Additionally, depending on the cloud delivery system you’re using and the shared responsibility model it’s operating under your service provider may invest significant resources into security and backup measures. They’ll often implement cutting-edge testing and monitoring solutions and perform timely updates and patching. Cloud providers often also boast extensive knowledge of security measures and can offer invaluable advice on protecting your assets.
Things to Keep in Mind When Operating Under a Shared Responsibility Model
For managed service providers and DevOps teams, there are some key things to keep in mind if you’re utilizing a cloud service provider; some of the most important are:
- Reviewing the Standard Level Agreement (SLA): Having a crystal clear understanding of your SLA with your service provider is the best way to avoid any issues and minimize security mishaps that could have been prevented. Anything that you or your team is unsure about needs to be clarified upfront so there are clear understandings about who is responsible for what in terms of data security and backup solutions.
- Deploy a Comprehensive Backup Solution: The native tools that come with most SaaS services are generally limited to manual, point-in-time backups that dump your data into packages of unencrypted CSV files. Data recovery (either granular or full) is a painful process of restoring data, one table or record at a time, and keeping the data consistent. Using a service like SaaSAssure℠ will ensure that backup and recovery processes are automated, secure, and easy to manage.
- Emphasize Data Security Responsibilities: In any cloud environment, users should always take the proper steps to implement the best security measures available, regardless of their shared responsibility model. This is because mistakes can happen even at the highest levels, and it’s always best to be prepared for worst-case scenarios, ensuring your business-crucial assets are effectively protected no matter what. This includes assuring that your backup data is protected against attackers with strong encryption, MFA, and Multiperson Approval for access to sensitive backup data.

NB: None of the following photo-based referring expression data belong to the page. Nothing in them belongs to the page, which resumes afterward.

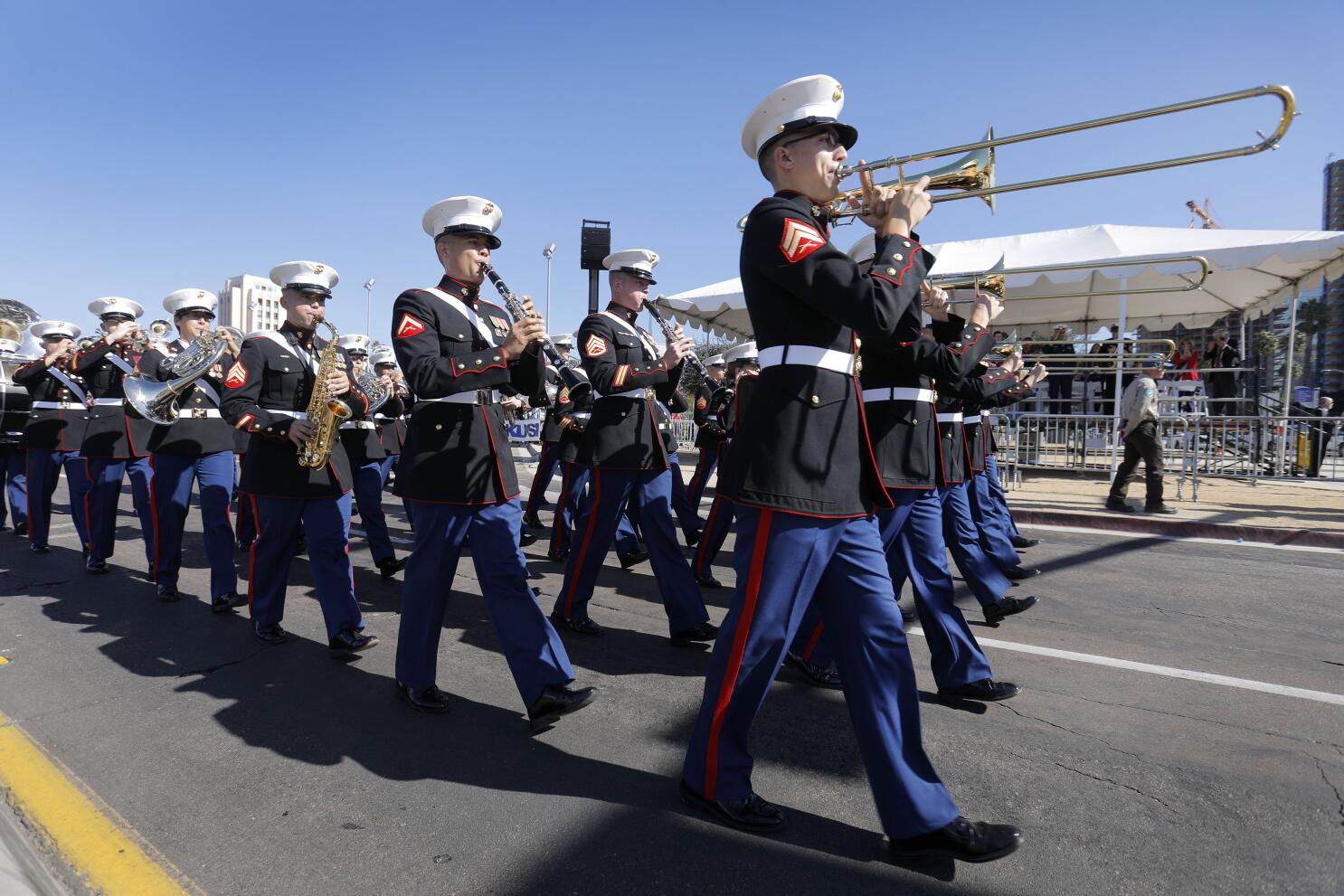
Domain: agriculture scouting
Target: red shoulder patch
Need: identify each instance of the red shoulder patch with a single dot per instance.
(594, 347)
(800, 240)
(237, 376)
(409, 326)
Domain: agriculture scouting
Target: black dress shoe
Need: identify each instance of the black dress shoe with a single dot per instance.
(227, 602)
(820, 676)
(970, 841)
(632, 559)
(752, 813)
(392, 566)
(703, 632)
(581, 627)
(996, 611)
(353, 641)
(273, 635)
(1019, 572)
(556, 702)
(428, 700)
(987, 689)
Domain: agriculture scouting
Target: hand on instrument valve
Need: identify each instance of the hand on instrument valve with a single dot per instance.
(337, 383)
(677, 348)
(525, 332)
(988, 307)
(300, 431)
(934, 300)
(894, 212)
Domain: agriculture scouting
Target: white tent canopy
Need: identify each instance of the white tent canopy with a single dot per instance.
(1252, 270)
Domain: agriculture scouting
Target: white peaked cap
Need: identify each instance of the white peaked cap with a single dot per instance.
(640, 262)
(116, 306)
(42, 329)
(191, 300)
(464, 215)
(306, 276)
(799, 105)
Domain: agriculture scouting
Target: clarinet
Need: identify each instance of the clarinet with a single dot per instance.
(574, 378)
(668, 334)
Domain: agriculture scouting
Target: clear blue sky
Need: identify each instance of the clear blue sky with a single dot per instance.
(149, 146)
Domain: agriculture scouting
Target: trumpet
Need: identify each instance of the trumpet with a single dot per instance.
(972, 176)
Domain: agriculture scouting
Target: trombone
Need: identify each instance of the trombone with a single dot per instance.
(973, 174)
(996, 278)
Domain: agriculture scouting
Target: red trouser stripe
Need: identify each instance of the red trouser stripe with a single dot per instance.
(588, 536)
(740, 646)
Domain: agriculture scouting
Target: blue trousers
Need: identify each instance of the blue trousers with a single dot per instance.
(993, 533)
(715, 533)
(999, 498)
(43, 473)
(700, 478)
(531, 647)
(327, 524)
(105, 476)
(784, 563)
(368, 497)
(959, 530)
(14, 462)
(912, 535)
(649, 492)
(546, 464)
(214, 477)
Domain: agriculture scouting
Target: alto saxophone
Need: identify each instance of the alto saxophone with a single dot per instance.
(326, 411)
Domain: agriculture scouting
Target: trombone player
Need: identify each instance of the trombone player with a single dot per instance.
(196, 448)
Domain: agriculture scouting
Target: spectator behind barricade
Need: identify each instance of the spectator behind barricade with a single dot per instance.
(1061, 373)
(1221, 382)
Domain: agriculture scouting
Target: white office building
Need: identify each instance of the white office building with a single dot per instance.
(251, 303)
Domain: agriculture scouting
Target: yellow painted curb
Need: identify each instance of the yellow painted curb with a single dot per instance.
(86, 833)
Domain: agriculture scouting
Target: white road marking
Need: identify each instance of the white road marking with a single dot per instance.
(1246, 684)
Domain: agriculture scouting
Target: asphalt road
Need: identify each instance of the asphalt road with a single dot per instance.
(276, 770)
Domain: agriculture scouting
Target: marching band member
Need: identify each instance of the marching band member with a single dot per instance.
(198, 448)
(805, 484)
(457, 472)
(54, 431)
(552, 431)
(115, 442)
(627, 454)
(367, 462)
(268, 392)
(710, 431)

- Robust Identity & Access Management: Limiting the number of users and credentials of those with access to your cloud platforms and backups is one of the best ways to minimize security risks such as ransomware attacks and AttackLoops™ that can lie dormant in your system. Incorporating such practices into your IAM policy is also essential to remaining protected.
Key Takeaways on Shared Responsibility
In the evolving landscape of cloud services, it's essential for DevOps cloud users and managed service providers to recognize the nuances of the shared responsibility model. While cloud providers offer a robust infrastructure and ensure global operational uptime, the security of the cloud is the responsibility of the provider, while the onus of individual data security falls to the cloud customer and cloud users. A proactive approach to understanding service level agreements, investing in comprehensive backup solutions, prioritizing data security, and refining identity and access management can prevent costly data breaches and losses. Ultimately, as the cloud ecosystem continues to expand, a collaborative understanding between providers and users will pave the way for optimized, secure, and efficient operations in the digital realm.